Automation suppliers continue to benefit from strong demand for automation services across the entire spectrum of the plant lifecycle and the scope of nearly all automation products and applications, say the results of a new ARC Advisory Group study. In an automation market that is already riding the crest of a growth cycle, automation services is at the top of that crest and benefiting from several converging factors that will provide ever increasing market growth through the next five years, according to the study titled, Supplier Provided Automation Services: Market Size and Forecast Through 2011 (www.arcweb.com/res/autosvs).
The total services market served by the automation suppliers approached $14 billion in 2006, and will grow at an average annual rate of over 12% through 2011, says Larry OBrien, ARC research director and the studys principal author. Mature markets such as North America and Europe, the Middle East and Africa (EMEA) constitute the bulk of the market for automation services, but revenue growth will be concentrated in the developing economies of China, the rest of Asia and Latin America. The Chinese market, for example, will be more than double the size of Japan by 2008 for automation services provided by suppliers.
Labor drives outsourcing and services growth
The primary contributor to the growth in services over the next several years is the continuing shortfall of skilled labor among end users. Baby Boomers are starting to reach retirement. Many of them are now, or soon will be, 60 years old. This is starting a wave of retirements that will see the number of people over the age of 65 in the U.S. alone reach more than 70 million by the time the last boomer retires in 2030.
The average age of workers in manufacturing industries in developed countries is already over 50.
Companies have downsized, right-sized and reengineered their workforces without apparent thought for the consequences of this upcoming retirement tidal wave. The paradox is that although workers are getting older on average, the average retirement age has dropped to 58 years, in many cases due to the re-engineering process of the past couple of decades.

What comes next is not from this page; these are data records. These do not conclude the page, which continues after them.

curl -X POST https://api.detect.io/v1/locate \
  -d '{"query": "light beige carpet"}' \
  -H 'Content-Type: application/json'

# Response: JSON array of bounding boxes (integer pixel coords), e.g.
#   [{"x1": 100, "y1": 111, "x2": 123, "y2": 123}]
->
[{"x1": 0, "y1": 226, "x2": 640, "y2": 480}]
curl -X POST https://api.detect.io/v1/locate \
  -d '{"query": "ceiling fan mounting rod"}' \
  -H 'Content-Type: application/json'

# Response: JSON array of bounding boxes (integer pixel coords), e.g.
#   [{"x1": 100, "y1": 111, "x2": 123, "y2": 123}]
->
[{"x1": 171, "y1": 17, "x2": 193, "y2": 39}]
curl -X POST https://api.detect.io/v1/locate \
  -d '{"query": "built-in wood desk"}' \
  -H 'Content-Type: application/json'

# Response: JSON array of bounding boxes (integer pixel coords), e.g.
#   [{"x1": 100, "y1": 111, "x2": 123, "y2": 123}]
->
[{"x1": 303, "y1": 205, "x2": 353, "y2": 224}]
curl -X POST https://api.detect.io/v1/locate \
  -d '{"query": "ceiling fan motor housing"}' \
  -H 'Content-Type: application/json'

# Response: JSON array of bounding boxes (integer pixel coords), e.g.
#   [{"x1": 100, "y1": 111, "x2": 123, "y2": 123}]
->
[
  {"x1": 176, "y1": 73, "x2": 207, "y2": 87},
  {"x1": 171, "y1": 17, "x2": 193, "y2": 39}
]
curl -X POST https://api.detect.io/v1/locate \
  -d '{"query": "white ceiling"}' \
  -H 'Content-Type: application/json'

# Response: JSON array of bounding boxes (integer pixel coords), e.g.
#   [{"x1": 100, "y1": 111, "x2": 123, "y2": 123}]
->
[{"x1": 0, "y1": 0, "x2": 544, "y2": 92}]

U.S. Census Bureau data also shows that, as a percentage of the world population, the largest growth area in the next 50 years will be in the ranks of the elderly. Several governments have responded by increasing the statutory age of retirement. Germany, for example, has increased it to 67 years. In a recent interview, a major refining company stated it had lost 2,500 years of experience in 2006 when 100 operators retired at one site, each with an average of 25 years of experience. As further evidence, a major chemical company analyzed its plant demographics and found one of its largest plants would lose 75% of its operating staff to retirement by the end of this decade. The same is also true of many discrete manufacturers.